Wojna na Ukrainie. "Kontrofensywa idzie ciężko i powoli"

Wojna na Ukrainie. "Kontrofensywa idzie ciężko i powoli"

Dodano: 
Siły Zbrojne Ukrainy podczas wojny z Rosją
Siły Zbrojne Ukrainy podczas wojny z Rosją Źródło: Facebook / General Staff of the Armed Forces of Ukraine
Według zachodnich urzędników ukraińska kontrofensywa "idzie ciężko i powoli" ze względu na "manewrowe podejście obronne" armii rosyjskiej.

Źródła, na które powołuje się BBC, twierdzą, że osiągnięcia Ukraińców na tym etapie kontrofensywy są "kosztowne" i nie można myśleć, że siły rosyjskie po prostu "rozpłyną się" w obliczu ukraińskich ataków. – Rosjanie bronią się z dobrze przygotowanych pozycji i wycofują się między liniami taktycznymi – tłumaczą zachodni urzędnicy.

Według nich to manewrowe podejście obronne Rosjan okazało się trudne i kosztowne dla Ukraińców, w związku z tym postęp jest obecnie "powolny" i jest jeszcze za wcześnie, by mówić o skuteczności ukraińskiej ofensywy. Źródła BBC podkreślają jednocześnie, że przy takiej obronie Rosja powinna liczyć się z dużymi stratami.

Były doradca szefa Pentagonu płk Douglas McGregor uważa, że Siłom Zbrojnym Ukrainy nie udało się jeszcze odnieść sukcesu, bo chcą przebić się przez główną linię obrony i ruszyć w kierunku Melitopola w obwodzie zaporoskim.

Według wiceminister obrony Ukrainy Hanny Malar siły Kijowa posuwają się w ciągu dnia o 200-500 metrów pod Bachmutem i 300-500 metrów pod Zaporożem.
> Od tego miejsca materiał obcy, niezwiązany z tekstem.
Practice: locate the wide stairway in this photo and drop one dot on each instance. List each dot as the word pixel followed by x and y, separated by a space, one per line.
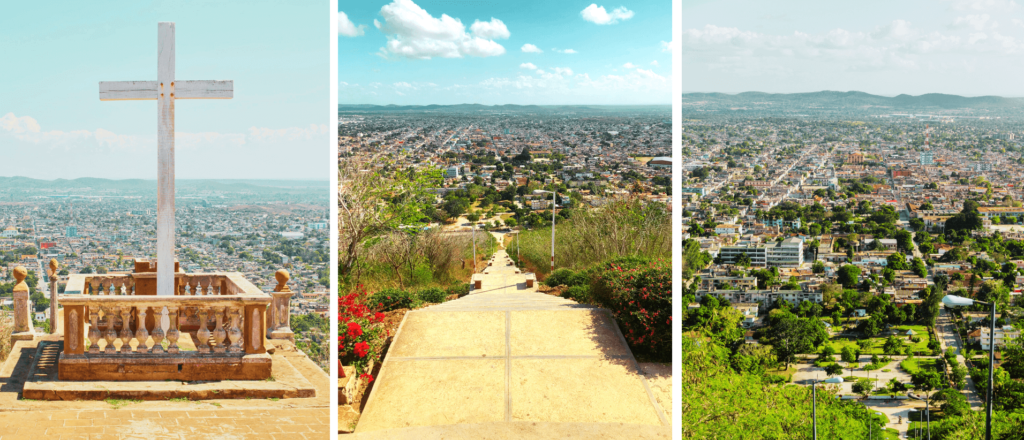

Malar przyznała, że kontrofensywa zaowocowała już "niezwykle zaciętymi walkami", podczas których jednostki ukraińskie szturmują rosyjskie linie obronne.

Kontrofensywa. Ukraińcy szukają słabych punktów w rosyjskiej obronie

"The Washington Post", który powołuje się na źródła wywiadowcze, podaje, że jak dotąd Ukraina walczy z niewielkim udziałem rezerw i nie zadaje większego ciosu Rosji. Według publikacji cały czas trwa "rekonesans", podczas którego wojsko ukraińskie próbuje "wybadać obronę wroga pod kątem słabych punktów".

Od ukraińskiej kontrofensywy bardzo wiele zależy, ponieważ nieudana i krwawa próba przejęcia terytorium z rąk rosyjskich okupantów mogłaby osłabić optymizm wśród kluczowych zachodnich sojuszników Kijowa i skłonić go do podjęcia negocjacji z Moskwą na jej warunkach.

Według ekspertów wojskowych ofensywa Kijowa nie będzie jedną operacją na dużą skalę, ale kilkoma atakami o różnym natężeniu w różnych częściach frontu. Jednocześnie w pierwszym etapie kampanii Siły Zbrojne Ukrainy czekają ciężkie straty, co potwierdzają wysocy rangą urzędnicy amerykańscy.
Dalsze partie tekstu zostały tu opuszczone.